Le résultat du match a profondément marqué les esprits. Le 31 mai 2002, à Séoul, lors de leur première Coupe du Monde, le Sénégal a créé la surprise en battant les Français, champions en titre, lors du match d’ouverture de l’événement co-organisé par la Corée du Sud et le Japon (0-1), rapporte TopTribune.
Vingt-quatre ans plus tard, les deux équipes se retrouvent, mardi 16 juin, à l’occasion du Mondial 2026, pour la deuxième confrontation de leur histoire. Alors que le temps a passé, cette victoire historique reste gravée dans les mémoires.
Des Bleus en fin de cycle
À l’époque, la défaite des bleus a été inattendue pour l’équipe tricolore, alors championne du monde et d’Europe. Cependant, à l’approche de la Coupe du Monde asiatique, l’équipe dirigée par Roger Lemerre montrait des signes de faiblesses. La machine à gagner, après une Coupe des confédérations remportée en 2001, commençait à se gripper.

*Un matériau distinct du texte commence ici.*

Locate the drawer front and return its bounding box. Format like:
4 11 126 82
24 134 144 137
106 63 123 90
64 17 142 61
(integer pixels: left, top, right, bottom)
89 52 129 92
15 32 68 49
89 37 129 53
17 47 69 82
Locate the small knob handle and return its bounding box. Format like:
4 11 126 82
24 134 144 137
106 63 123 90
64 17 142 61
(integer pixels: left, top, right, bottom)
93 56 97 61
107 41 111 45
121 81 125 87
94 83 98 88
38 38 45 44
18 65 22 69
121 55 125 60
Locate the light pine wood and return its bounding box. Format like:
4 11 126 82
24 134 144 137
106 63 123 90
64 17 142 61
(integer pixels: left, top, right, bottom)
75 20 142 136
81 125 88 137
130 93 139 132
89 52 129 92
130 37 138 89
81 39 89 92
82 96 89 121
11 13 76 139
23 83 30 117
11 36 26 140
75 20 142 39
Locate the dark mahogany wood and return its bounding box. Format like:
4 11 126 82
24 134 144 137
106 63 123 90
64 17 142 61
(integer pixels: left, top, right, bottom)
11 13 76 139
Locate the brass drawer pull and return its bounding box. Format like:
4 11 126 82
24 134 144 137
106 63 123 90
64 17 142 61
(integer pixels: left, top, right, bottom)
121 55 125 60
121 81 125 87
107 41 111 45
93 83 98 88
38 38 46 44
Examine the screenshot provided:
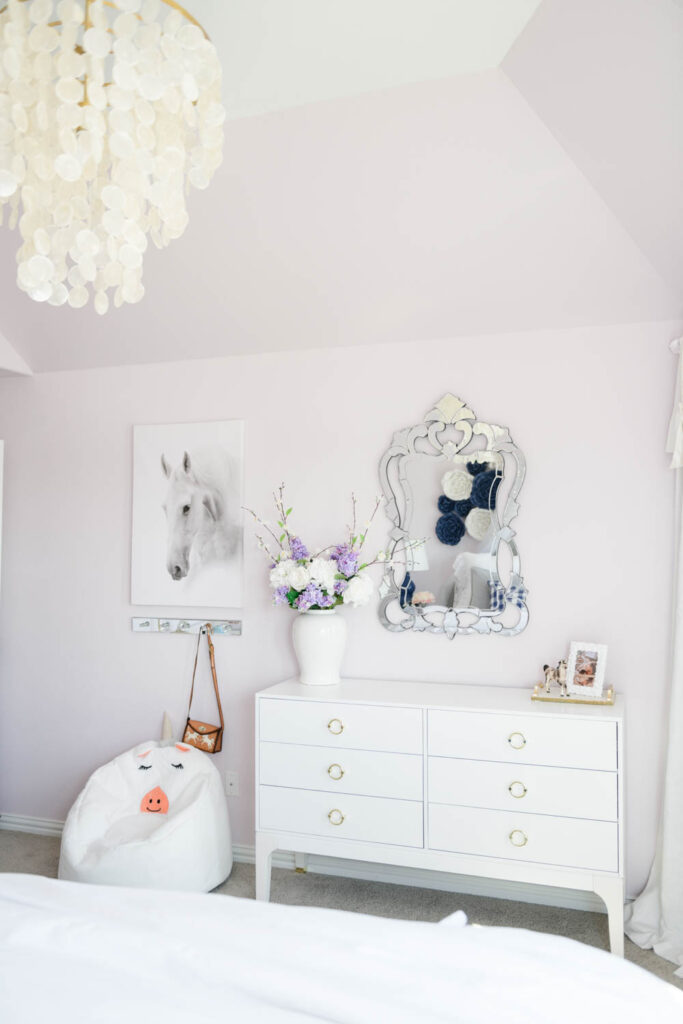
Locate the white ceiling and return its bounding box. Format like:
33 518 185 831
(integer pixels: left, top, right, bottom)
0 0 683 372
198 0 541 118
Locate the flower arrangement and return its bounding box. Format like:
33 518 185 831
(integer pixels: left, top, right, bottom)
246 484 387 611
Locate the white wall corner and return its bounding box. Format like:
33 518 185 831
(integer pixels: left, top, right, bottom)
0 334 33 377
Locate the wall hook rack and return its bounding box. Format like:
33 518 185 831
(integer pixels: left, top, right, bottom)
130 615 242 637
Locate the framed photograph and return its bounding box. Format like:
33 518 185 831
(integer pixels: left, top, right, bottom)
567 640 607 700
131 420 244 608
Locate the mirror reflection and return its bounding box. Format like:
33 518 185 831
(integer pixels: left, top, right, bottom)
380 395 526 636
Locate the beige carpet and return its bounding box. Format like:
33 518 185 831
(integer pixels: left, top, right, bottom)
0 831 683 988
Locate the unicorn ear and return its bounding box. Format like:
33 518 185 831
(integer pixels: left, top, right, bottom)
202 495 218 522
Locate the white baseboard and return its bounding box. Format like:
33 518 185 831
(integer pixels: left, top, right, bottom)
0 814 605 913
0 814 65 836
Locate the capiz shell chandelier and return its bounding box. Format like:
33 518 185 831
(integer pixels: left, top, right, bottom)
0 0 225 313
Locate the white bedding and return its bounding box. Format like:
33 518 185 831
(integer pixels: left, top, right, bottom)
0 874 683 1024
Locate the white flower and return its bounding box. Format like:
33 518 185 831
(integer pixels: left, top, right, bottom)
270 558 295 590
308 558 337 594
344 572 375 608
285 562 310 590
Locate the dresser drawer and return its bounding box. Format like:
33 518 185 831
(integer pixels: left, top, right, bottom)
428 711 616 771
259 785 423 847
259 698 422 754
429 804 618 871
428 758 617 821
259 742 423 800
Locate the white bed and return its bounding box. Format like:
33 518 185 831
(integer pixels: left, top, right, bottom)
0 874 683 1024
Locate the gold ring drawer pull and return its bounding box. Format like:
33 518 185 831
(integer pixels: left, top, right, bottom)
508 828 528 846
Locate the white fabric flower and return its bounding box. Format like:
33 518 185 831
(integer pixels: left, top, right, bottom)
343 572 375 608
270 558 295 590
465 509 490 541
441 469 472 502
308 558 337 594
285 562 310 590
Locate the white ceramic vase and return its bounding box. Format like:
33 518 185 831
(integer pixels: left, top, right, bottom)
292 608 346 686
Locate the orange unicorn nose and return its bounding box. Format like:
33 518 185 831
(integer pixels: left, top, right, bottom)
140 785 168 814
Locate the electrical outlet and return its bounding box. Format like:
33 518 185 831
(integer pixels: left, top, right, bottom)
225 771 240 797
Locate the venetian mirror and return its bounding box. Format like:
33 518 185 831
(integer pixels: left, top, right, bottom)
380 394 528 638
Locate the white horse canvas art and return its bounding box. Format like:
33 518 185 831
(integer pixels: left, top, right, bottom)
131 421 243 607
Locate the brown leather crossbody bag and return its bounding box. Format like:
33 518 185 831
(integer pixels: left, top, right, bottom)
182 623 225 754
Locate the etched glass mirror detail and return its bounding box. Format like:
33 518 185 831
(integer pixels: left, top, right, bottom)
380 394 528 638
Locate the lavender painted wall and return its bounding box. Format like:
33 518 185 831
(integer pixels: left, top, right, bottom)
0 324 680 893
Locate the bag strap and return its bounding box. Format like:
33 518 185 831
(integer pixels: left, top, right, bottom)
187 623 225 729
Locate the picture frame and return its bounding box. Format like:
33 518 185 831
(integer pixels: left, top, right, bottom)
567 640 607 700
131 420 244 609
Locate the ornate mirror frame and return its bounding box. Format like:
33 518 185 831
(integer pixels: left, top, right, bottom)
379 394 528 639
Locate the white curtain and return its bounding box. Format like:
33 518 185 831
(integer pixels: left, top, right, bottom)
626 339 683 977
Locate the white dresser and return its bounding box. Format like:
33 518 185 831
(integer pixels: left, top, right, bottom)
256 679 624 955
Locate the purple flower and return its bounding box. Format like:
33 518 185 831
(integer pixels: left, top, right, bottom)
290 537 309 562
330 544 358 577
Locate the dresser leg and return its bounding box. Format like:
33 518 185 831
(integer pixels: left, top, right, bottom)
256 833 275 903
593 876 624 956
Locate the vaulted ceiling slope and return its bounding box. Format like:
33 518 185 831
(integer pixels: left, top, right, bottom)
0 0 683 372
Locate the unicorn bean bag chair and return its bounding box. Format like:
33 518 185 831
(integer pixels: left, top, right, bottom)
58 742 232 892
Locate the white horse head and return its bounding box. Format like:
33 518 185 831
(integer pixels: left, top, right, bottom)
161 452 224 580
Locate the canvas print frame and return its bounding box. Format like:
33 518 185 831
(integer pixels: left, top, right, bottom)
131 420 244 608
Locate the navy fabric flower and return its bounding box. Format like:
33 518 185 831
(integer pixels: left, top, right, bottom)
467 462 490 476
470 469 501 509
398 572 415 608
436 512 465 546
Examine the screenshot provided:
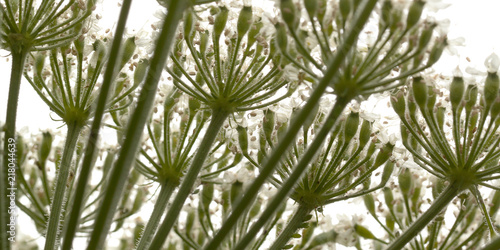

Après une victoire laborieuse 2-1 contre la Roumanie, un match nul 0-0 contre la Russie, et une défaite 2-1 face à la Belgique, les Français peinaient à retrouver leur rythme à quelques semaines du Mondial 2002. Le 26 mai, à Suwon, à seulement cinq jours de leur entrée en lice, ils se sont imposés difficilement 3-2 contre la République de Corée, mais cette rencontre a coûté cher avec la blessure de Zinedine Zidane, touché au quadriceps.
Le Sénégal, quant à lui, arrivait en Corée du Sud avec un moral élevé, après avoir été finaliste de la Coupe d’Afrique des Nations 2002. Les Lions de la Teranga, majoritairement issus de la Ligue 1 française, avaient affiché de belles performances lors de leur préparation, avec deux victoires en trois matches amicaux : 2-1 contre la Bolivie et 1-0 face à l’Équateur, malgré une défaite 3-2 contre l’Arabie Saoudite en cours de route.
L’exploit de Papa Bouba Diop
Les champions du monde abordent le match avec confiance, prenant le contrôle du jeu. Cependant, la rapidité des Sénégalais commence à leur causer des difficultés. Bien que David Trezeguet ait touché le poteau à la 22e minute sur une frappe enroulée, ce sont les Sénégalais qui ouvrent le score dix minutes plus tard grâce à Papa Bouba Diop, dont le tir suite à un centre d’El-Hadji Diouf est repoussé par Fabien Barthez avant qu’il ne réussisse à inscrire le but.
Khalilou Fadiga, ancien joueur sénégalais, a déclaré que les Français avaient sous-estimé leur adversaire, ce qui leur a coûté cher. « Nous avions été formés en France, et c’était presque insultant de voir à quel point leur ignorance était grande. », a-t-il affirmé.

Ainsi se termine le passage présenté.